6.1 KiB
6.1 KiB
| name | description |
|---|---|
| observability-design | Knowledge contract for observability design. Provides principles and patterns for logs, metrics, traces, correlation IDs, alerts, and SLOs. Referenced by design-architecture when defining observability strategy. |
This is a knowledge contract, not a workflow skill. It provides theoretical guidance that the Architect references when designing observability. It does not produce artifacts directly.
Core Principles
Three Pillars of Observability
- Logs: Discrete events with context (who, what, when, where)

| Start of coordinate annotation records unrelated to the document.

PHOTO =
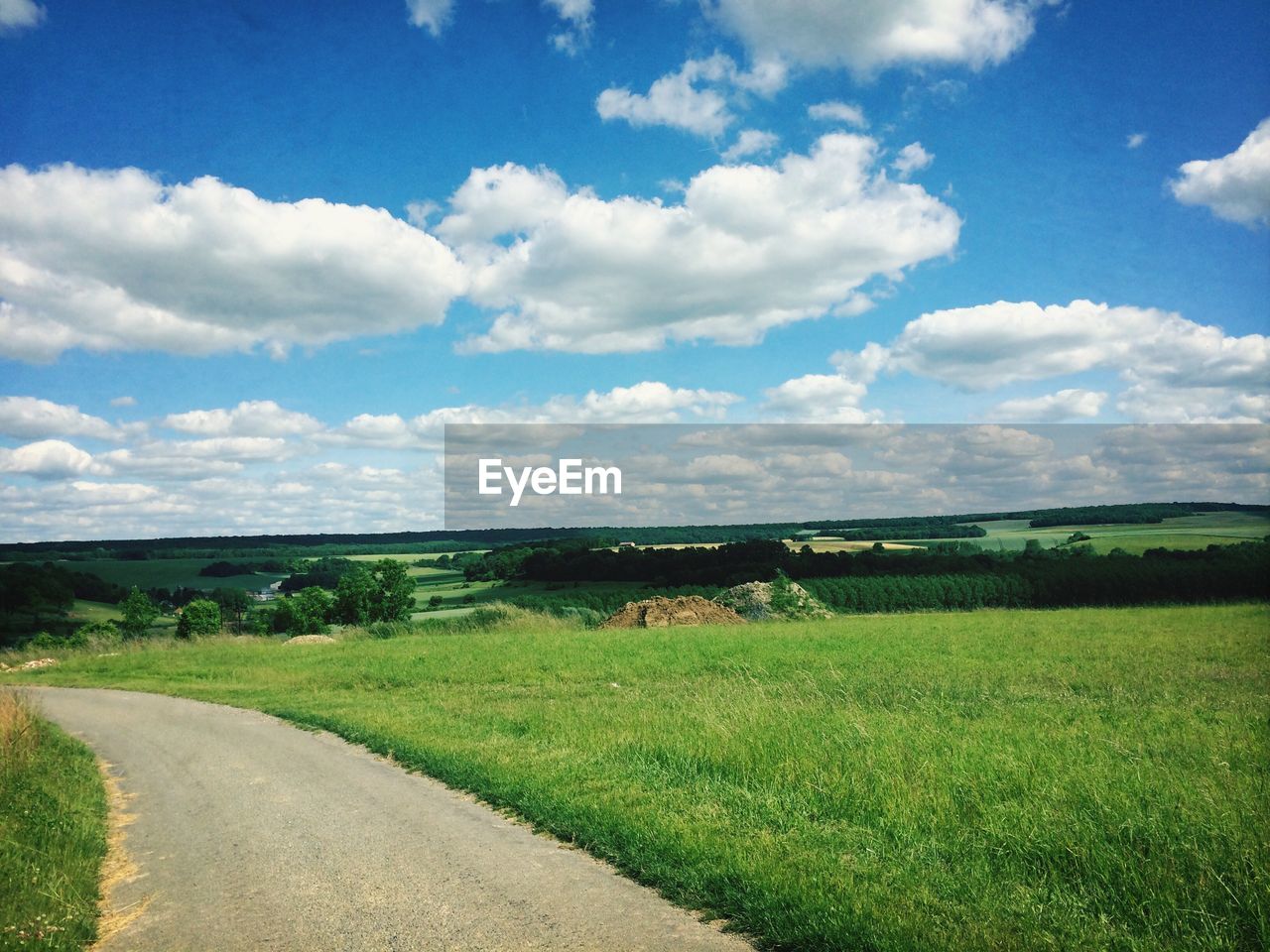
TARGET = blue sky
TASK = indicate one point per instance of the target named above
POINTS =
(928, 211)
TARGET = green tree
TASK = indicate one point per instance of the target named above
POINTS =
(234, 603)
(139, 613)
(395, 595)
(356, 598)
(199, 619)
(309, 611)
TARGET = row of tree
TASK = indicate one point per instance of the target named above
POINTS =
(452, 540)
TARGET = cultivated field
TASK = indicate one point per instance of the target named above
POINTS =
(1184, 532)
(1062, 779)
(168, 574)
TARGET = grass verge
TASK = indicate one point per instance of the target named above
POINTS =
(53, 833)
(1089, 778)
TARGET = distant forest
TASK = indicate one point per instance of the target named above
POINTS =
(915, 529)
(951, 576)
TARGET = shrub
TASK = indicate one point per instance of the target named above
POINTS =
(199, 619)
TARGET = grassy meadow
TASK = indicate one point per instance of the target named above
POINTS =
(53, 833)
(1092, 778)
(1183, 532)
(167, 574)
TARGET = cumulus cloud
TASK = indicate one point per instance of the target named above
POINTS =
(675, 100)
(502, 199)
(1176, 371)
(695, 99)
(1234, 186)
(17, 16)
(835, 111)
(988, 345)
(751, 143)
(31, 417)
(432, 16)
(116, 261)
(912, 158)
(870, 35)
(822, 398)
(1053, 408)
(748, 249)
(648, 402)
(574, 33)
(250, 417)
(49, 460)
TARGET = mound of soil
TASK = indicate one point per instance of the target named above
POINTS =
(310, 640)
(30, 665)
(661, 612)
(753, 601)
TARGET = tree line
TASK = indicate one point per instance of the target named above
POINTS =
(456, 540)
(951, 576)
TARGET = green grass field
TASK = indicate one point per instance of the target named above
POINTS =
(166, 574)
(53, 833)
(1184, 532)
(1070, 779)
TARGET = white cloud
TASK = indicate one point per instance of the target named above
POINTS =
(575, 32)
(48, 460)
(32, 417)
(675, 100)
(835, 111)
(989, 345)
(751, 248)
(1052, 408)
(820, 398)
(869, 35)
(116, 261)
(648, 402)
(1234, 186)
(694, 99)
(432, 16)
(1176, 371)
(912, 158)
(503, 199)
(250, 417)
(234, 448)
(751, 143)
(19, 14)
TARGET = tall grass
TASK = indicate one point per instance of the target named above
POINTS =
(53, 833)
(1002, 779)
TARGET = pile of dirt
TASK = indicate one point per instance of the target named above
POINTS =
(754, 602)
(30, 665)
(310, 640)
(661, 612)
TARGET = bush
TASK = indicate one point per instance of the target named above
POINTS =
(198, 620)
(389, 630)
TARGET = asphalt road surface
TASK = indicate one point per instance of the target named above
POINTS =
(252, 834)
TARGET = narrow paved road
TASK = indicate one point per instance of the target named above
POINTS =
(252, 834)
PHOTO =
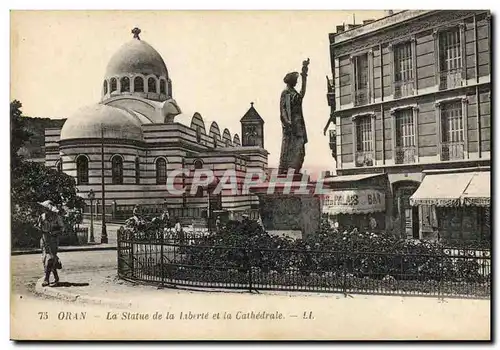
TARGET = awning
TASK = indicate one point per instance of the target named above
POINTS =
(451, 189)
(478, 193)
(350, 178)
(353, 201)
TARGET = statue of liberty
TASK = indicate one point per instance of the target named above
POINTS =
(292, 121)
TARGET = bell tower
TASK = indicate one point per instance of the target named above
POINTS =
(252, 128)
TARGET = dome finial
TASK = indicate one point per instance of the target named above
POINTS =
(136, 31)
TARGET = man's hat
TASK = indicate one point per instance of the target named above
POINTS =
(49, 205)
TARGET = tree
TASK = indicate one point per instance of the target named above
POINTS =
(18, 134)
(32, 183)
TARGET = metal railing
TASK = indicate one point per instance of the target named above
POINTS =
(365, 158)
(193, 260)
(452, 150)
(450, 79)
(406, 155)
(404, 88)
(360, 96)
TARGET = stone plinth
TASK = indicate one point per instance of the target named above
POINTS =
(294, 209)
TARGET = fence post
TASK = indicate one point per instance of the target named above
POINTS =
(249, 268)
(131, 242)
(118, 251)
(162, 269)
(343, 256)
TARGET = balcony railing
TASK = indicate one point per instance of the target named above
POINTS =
(333, 141)
(450, 79)
(361, 97)
(452, 150)
(406, 155)
(365, 158)
(404, 88)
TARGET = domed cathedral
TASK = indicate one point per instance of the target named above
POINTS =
(137, 135)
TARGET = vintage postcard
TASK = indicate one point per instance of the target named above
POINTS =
(250, 175)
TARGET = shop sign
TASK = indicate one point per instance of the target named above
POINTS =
(354, 202)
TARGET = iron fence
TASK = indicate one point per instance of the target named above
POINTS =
(193, 260)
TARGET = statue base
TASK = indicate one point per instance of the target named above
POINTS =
(289, 205)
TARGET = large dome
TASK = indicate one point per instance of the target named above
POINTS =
(134, 57)
(88, 122)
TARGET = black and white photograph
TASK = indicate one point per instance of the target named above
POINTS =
(250, 175)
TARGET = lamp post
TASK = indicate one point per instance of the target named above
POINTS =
(91, 196)
(104, 234)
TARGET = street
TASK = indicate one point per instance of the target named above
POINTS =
(348, 317)
(27, 269)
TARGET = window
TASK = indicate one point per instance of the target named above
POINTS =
(364, 141)
(450, 46)
(161, 171)
(452, 131)
(199, 192)
(82, 170)
(198, 164)
(114, 85)
(198, 134)
(163, 89)
(360, 79)
(138, 84)
(137, 170)
(117, 170)
(403, 69)
(405, 150)
(251, 135)
(151, 85)
(125, 84)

- Metrics: Numeric measurements aggregated over time (rates, histograms, gauges)
- Traces: End-to-end request flow across services and boundaries
Observability Is Not Monitoring
- Monitoring tells you when something is broken (known unknowns)
- Observability lets you ask questions about why something is broken (unknown unknowns)

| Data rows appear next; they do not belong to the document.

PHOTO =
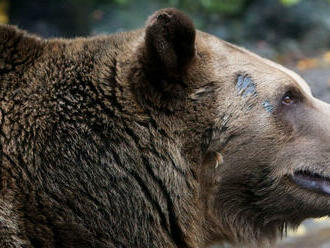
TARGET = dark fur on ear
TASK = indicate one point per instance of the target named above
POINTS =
(170, 43)
(17, 48)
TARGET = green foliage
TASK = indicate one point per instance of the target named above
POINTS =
(289, 3)
(224, 6)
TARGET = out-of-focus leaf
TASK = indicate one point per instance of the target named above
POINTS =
(223, 6)
(289, 2)
(326, 57)
(3, 11)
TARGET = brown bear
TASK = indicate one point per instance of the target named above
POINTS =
(160, 137)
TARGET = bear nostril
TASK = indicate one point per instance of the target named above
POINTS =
(288, 99)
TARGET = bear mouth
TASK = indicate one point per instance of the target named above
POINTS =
(312, 181)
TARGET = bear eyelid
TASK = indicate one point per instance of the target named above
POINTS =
(288, 99)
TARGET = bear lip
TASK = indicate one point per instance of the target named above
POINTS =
(312, 181)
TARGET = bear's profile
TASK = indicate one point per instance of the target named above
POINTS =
(160, 137)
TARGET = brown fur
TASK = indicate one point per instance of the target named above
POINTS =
(145, 139)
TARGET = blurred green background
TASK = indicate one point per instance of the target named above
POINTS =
(296, 28)
(295, 33)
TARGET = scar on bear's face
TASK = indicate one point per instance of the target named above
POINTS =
(245, 86)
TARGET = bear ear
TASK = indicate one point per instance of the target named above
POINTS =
(169, 43)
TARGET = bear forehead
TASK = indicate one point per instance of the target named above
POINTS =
(239, 59)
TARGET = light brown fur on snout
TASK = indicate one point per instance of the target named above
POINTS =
(161, 137)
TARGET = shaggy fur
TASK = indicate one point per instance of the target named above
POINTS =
(152, 138)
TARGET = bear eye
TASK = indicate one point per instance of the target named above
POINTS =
(288, 99)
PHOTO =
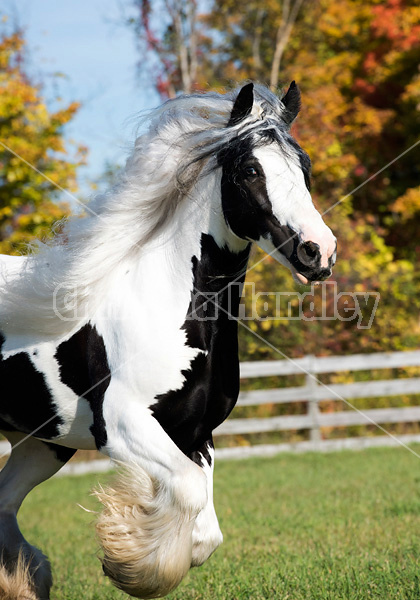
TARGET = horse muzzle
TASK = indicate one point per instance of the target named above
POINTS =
(309, 265)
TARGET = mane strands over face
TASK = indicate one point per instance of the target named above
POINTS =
(182, 142)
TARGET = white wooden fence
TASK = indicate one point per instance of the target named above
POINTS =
(313, 391)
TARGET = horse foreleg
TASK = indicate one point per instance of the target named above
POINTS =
(206, 533)
(146, 526)
(25, 573)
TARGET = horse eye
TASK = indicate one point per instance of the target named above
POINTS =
(250, 172)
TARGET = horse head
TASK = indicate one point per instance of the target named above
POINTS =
(266, 185)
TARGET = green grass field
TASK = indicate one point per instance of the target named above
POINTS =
(296, 527)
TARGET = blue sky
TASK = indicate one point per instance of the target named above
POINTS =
(84, 40)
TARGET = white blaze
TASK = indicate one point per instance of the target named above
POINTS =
(291, 201)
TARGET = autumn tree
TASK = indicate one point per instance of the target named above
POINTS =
(169, 38)
(34, 158)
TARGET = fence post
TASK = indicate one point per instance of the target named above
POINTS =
(313, 406)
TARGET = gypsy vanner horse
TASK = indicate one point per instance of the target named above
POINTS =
(108, 338)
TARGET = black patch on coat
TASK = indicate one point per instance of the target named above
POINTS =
(197, 456)
(211, 385)
(26, 403)
(84, 369)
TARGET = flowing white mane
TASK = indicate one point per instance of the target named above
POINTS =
(181, 142)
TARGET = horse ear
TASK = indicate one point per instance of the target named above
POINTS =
(291, 101)
(243, 105)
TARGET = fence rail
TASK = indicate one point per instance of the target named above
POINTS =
(312, 392)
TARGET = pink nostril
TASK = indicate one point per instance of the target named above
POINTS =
(308, 253)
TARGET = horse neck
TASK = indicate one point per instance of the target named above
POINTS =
(194, 254)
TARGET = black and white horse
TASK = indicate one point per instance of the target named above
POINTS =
(108, 338)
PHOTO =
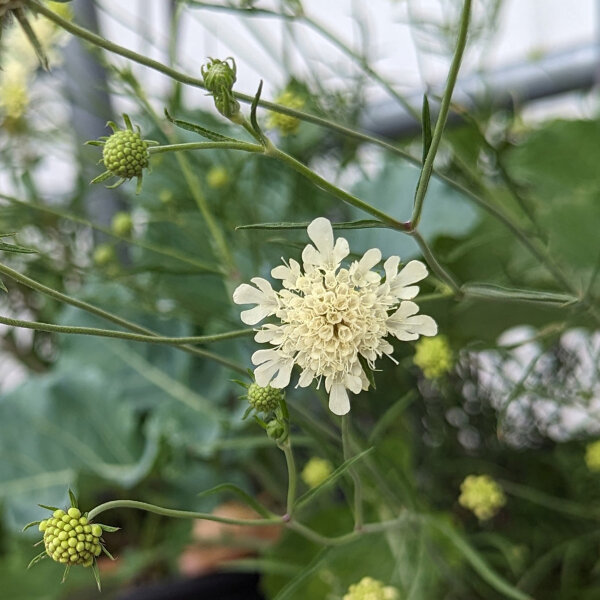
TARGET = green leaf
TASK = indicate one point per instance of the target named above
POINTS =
(206, 133)
(426, 123)
(327, 483)
(362, 224)
(241, 494)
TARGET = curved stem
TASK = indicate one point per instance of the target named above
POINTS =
(427, 168)
(99, 312)
(245, 146)
(178, 514)
(346, 441)
(122, 335)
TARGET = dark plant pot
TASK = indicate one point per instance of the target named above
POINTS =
(219, 586)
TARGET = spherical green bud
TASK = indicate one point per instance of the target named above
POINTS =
(264, 399)
(371, 589)
(275, 429)
(122, 224)
(219, 76)
(316, 471)
(125, 154)
(104, 254)
(74, 513)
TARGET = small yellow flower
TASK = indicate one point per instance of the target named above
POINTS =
(286, 124)
(217, 177)
(14, 95)
(592, 456)
(371, 589)
(316, 471)
(481, 495)
(433, 356)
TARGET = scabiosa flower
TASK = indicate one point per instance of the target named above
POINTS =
(316, 471)
(371, 589)
(481, 495)
(433, 356)
(330, 317)
(592, 456)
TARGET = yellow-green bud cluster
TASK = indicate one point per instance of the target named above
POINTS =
(316, 471)
(481, 495)
(286, 124)
(125, 154)
(592, 456)
(264, 399)
(70, 539)
(433, 356)
(371, 589)
(122, 223)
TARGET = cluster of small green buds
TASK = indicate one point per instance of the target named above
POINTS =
(481, 495)
(104, 255)
(124, 154)
(219, 77)
(371, 589)
(316, 471)
(286, 124)
(433, 356)
(217, 177)
(592, 456)
(70, 539)
(264, 399)
(122, 224)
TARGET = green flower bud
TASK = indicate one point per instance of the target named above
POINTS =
(219, 77)
(122, 224)
(371, 589)
(275, 429)
(316, 471)
(63, 544)
(125, 154)
(264, 399)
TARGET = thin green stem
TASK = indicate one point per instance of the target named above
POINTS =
(346, 443)
(169, 252)
(35, 285)
(245, 146)
(178, 514)
(427, 168)
(325, 185)
(433, 262)
(122, 335)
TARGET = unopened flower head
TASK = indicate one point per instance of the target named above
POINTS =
(481, 495)
(286, 124)
(316, 471)
(329, 316)
(371, 589)
(124, 154)
(592, 456)
(433, 356)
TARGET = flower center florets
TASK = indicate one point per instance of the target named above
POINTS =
(329, 318)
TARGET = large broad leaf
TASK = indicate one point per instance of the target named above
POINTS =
(56, 425)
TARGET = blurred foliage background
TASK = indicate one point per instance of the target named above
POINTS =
(113, 419)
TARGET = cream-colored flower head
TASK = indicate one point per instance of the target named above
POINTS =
(328, 316)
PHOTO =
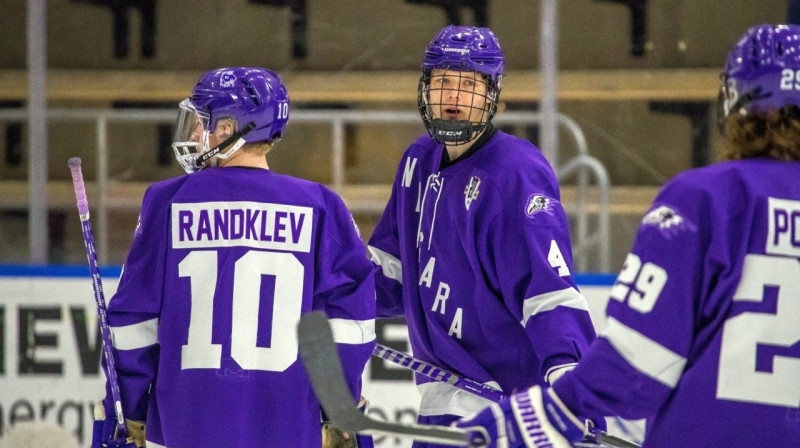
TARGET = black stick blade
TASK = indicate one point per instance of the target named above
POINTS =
(319, 355)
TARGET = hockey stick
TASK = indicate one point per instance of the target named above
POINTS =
(319, 355)
(482, 390)
(88, 241)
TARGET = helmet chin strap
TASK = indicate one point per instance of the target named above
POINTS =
(237, 139)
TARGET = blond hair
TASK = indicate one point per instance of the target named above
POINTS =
(774, 134)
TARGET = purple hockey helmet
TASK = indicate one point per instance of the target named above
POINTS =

- Design for observability: emit enough data to diagnose novel problems
Observability by Design
- Observability must be designed into the architecture, not bolted on after
- Every service must emit structured logs, metrics, and traces from day one
- Every external integration must have observability hooks
Logs
Log Levels
- ERROR: Something failed that requires investigation (not all errors are ERROR level)
- WARN: Something unexpected happened but the system can continue
- INFO: Business-significant events (order created, payment processed, user registered)
- DEBUG: Detailed information for debugging (only in development, not in production)
- TRACE: Very detailed information (almost never used in production)
Structured Logging
- Use JSON format for all logs
- Every log entry must include: timestamp, level, service name, correlation ID
- Include relevant context: user ID, request ID, entity IDs, error details
- Never log sensitive data: passwords, tokens, PII, secrets
Log Aggregation
- Send all logs to a centralized log aggregation system
- Define log retention period based on compliance requirements
- Define log access controls (who can see what logs)
- Consider log volume and cost (log only what you need)
Metrics
Metric Types
- Counter: Monotonically increasing value (request count, error count)
- Gauge: Point-in-time value (active connections, queue depth)
- Histogram: Distribution of values (request latency, payload size)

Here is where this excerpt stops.